Translating Lavaan model to Stan - Low E-BFMI


I would like to translate a relatively simple Lavaan model to Stan. I’m aware of the blavaan package, but I plan to augment this model in the future with some specifications that are not available in blavaan, so it’s important that I learn how to code this model directly in Stan.

This is the model depicted in a path diagram:

Screenshot 2024-03-23 at 7.46.33 PM

Based on previous studies, I constrain the variances of the error terms E_1, E_2, and E_3 to be equal for identifiability.

Here’s the Lavaan model, which I run with the lavaan() and blavaan() functions’ default specifications:

model.lavaan <- '
  cs08 =~ 1 * cs08a247
  cs10 =~ 1 * cs10c247
  cs11 =~ 1 * cs11d247

  cs10 ~ beta21 * cs08
  cs11 ~ beta32 * cs10

  cs08a247 ~~ vare * cs08a247
  cs10c247 ~~ vare * cs10c247
  cs11d247 ~~ vare * cs11d247

  cs08 ~~ resvart08 * cs08
  cs10 ~~ resvart10 * cs10
  cs11 ~~ resvart11 * cs11

And here’s my current Stan code:

data {
  int<lower=1> N; // Number of observations
  vector[N] cs08a247; // Observed variable for cs08
  vector[N] cs10c247; // Observed variable for cs10
  vector[N] cs11d247; // Observed variable for cs11

parameters {
  real beta21; // Effect of cs08 on cs10
  real beta32; // Effect of cs10 on cs11
  real<lower=0> sde; // Error variance for observed variables
  real<lower=0> ressd08; // Residual variance of cs08
  real<lower=0> ressd10; // Residual variance of cs10
  real<lower=0> ressd11; // Residual variance of cs11
  vector[N] cs08_std; // Standard normal for cs08 latent variable
  vector[N] cs10_std; // Standard normal for cs10 latent variable
  vector[N] cs11_std; // Standard normal for cs11 latent variable

transformed parameters {
  vector[N] cs08 = ressd08 * cs08_std; // Apply non-centered parametrization
  vector[N] cs10 = beta21 * cs08 + ressd10 * cs10_std; // Apply non-centered parametrization
  vector[N] cs11 = beta32 * cs10 + ressd11 * cs11_std; // Apply non-centered parametrization

model {
  // Priors for beta coefficients
  beta21 ~ normal(0, 10);
  beta32 ~ normal(0, 10); 
  // Prior for variance parameters
  sde ~ gamma(1,.5);
  ressd08 ~ gamma(1,.5);
  ressd10 ~ gamma(1,.5);
  ressd11 ~ gamma(1,.5);
  // Priors for standard normal parameters
  cs08_std ~ normal(0, 1);
  cs10_std ~ normal(0, 1);
  cs11_std ~ normal(0, 1);

  // Measurement model
  cs08a247 ~ normal(cs08, sde);
  cs10c247 ~ normal(cs10, sde);
  cs11d247 ~ normal(cs11, sde);

My estimates are similar to those yielded by lavaan() and blavaan(), but I’m getting a low E-BFMI.

Could someone please assist me?

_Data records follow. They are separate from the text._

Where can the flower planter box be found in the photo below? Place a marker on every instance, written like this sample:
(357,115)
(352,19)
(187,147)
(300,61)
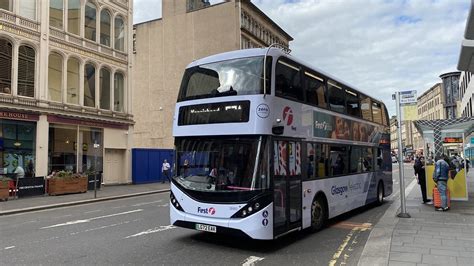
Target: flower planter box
(4,191)
(67,185)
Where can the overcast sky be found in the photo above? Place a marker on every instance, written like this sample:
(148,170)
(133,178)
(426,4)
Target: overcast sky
(378,46)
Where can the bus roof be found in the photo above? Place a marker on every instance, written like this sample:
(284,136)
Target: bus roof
(272,52)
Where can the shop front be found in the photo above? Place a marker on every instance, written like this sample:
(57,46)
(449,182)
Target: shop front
(18,134)
(78,146)
(17,143)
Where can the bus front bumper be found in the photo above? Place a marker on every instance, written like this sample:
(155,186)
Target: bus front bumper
(256,226)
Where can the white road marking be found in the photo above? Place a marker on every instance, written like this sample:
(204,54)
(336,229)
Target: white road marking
(154,230)
(90,219)
(64,216)
(100,227)
(146,203)
(93,211)
(119,207)
(252,260)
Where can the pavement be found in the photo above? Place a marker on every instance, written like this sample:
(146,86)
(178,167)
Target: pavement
(27,204)
(428,237)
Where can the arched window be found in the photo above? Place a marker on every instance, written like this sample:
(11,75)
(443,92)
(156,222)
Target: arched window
(104,89)
(118,92)
(73,81)
(5,66)
(73,16)
(105,27)
(55,77)
(90,21)
(56,13)
(89,85)
(26,71)
(28,9)
(6,4)
(119,34)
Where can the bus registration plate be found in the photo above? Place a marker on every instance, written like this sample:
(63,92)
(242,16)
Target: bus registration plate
(207,228)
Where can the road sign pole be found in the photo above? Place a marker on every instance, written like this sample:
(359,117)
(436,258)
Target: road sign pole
(403,213)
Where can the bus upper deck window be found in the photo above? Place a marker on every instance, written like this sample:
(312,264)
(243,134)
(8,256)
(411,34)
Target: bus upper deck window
(336,97)
(288,81)
(365,107)
(315,90)
(352,103)
(377,112)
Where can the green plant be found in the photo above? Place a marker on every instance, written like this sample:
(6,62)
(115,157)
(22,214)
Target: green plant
(66,174)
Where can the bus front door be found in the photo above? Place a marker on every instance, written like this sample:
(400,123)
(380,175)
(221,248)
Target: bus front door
(287,186)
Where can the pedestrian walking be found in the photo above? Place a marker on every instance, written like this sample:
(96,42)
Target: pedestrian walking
(419,167)
(165,169)
(440,176)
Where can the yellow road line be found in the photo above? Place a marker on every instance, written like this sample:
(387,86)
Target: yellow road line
(356,228)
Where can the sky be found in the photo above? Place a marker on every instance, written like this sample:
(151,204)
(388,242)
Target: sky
(376,46)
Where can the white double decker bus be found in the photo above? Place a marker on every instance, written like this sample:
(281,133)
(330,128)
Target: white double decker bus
(262,157)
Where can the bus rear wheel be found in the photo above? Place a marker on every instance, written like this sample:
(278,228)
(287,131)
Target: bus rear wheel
(318,214)
(380,193)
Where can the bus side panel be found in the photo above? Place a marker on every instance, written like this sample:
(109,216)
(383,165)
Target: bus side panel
(343,194)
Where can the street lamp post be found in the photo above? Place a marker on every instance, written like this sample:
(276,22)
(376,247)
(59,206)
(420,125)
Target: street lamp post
(403,213)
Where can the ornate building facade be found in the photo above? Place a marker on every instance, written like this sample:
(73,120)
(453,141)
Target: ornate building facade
(65,75)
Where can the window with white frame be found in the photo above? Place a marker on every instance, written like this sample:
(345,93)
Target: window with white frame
(55,77)
(104,89)
(56,13)
(119,34)
(90,17)
(26,71)
(105,27)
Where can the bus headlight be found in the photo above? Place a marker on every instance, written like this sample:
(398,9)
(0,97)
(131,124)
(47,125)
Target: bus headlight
(175,202)
(254,205)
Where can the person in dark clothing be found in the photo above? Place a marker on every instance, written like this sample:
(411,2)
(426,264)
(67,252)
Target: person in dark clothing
(419,167)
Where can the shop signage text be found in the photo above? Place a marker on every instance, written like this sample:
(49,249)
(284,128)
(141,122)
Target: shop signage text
(19,116)
(452,140)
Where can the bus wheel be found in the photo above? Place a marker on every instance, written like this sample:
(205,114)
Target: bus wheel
(380,194)
(319,214)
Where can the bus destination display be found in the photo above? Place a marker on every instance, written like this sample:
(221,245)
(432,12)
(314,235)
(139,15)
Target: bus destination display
(211,113)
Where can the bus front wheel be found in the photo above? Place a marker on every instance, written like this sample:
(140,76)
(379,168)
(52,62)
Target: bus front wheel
(319,214)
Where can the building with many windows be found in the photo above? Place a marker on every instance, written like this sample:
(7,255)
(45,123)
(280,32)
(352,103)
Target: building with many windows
(65,99)
(188,30)
(466,93)
(430,104)
(451,94)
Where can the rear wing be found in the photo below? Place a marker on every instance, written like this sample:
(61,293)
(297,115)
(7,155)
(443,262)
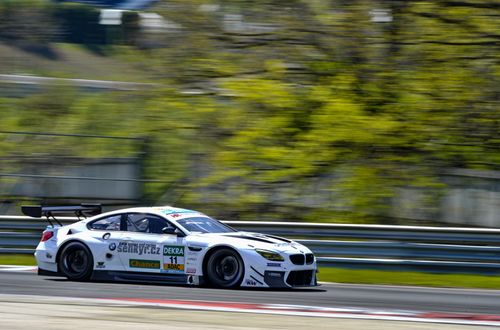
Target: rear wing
(82,210)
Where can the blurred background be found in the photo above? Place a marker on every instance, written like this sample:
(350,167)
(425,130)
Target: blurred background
(358,111)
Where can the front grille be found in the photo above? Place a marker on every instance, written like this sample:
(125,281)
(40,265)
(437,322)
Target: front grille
(297,259)
(300,277)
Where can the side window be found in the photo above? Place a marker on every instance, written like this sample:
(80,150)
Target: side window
(108,223)
(146,223)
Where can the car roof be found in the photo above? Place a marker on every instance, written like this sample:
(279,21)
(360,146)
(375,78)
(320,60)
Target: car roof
(170,212)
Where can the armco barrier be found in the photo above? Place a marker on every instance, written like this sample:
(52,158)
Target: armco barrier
(430,249)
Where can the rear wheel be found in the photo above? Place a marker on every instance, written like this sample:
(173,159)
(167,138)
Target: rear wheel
(76,262)
(225,269)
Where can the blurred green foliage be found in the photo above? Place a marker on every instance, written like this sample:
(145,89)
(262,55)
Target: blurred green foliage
(304,110)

I appreciate your time and help.

I think the main difference between your Stan code and the blavaan code is that you are sampling the latent variables as parameters and blavaan is not. It is possible to write this model as a multivariate normal of all three observed variables, with the latent variables integrated out of the likelihood. That really improves efficiency because you have many fewer parameters to sample and to autodiff. And it is possible to sample the latent variables in generated quantities if you want them.

Some further details appear in this discourse thread and in this JSS paper. Also, see this post that illustrates how the marginalization works for a specific model.

If you plan to do something outside of the usual SEM framework, though, the marginalization of latent variables could get tricky. It may depend on whether you plan to use a multivariate normal likelihood.


Thank you very much, @edm. Integrating the latent variables out of the likelihood removed the warning messages.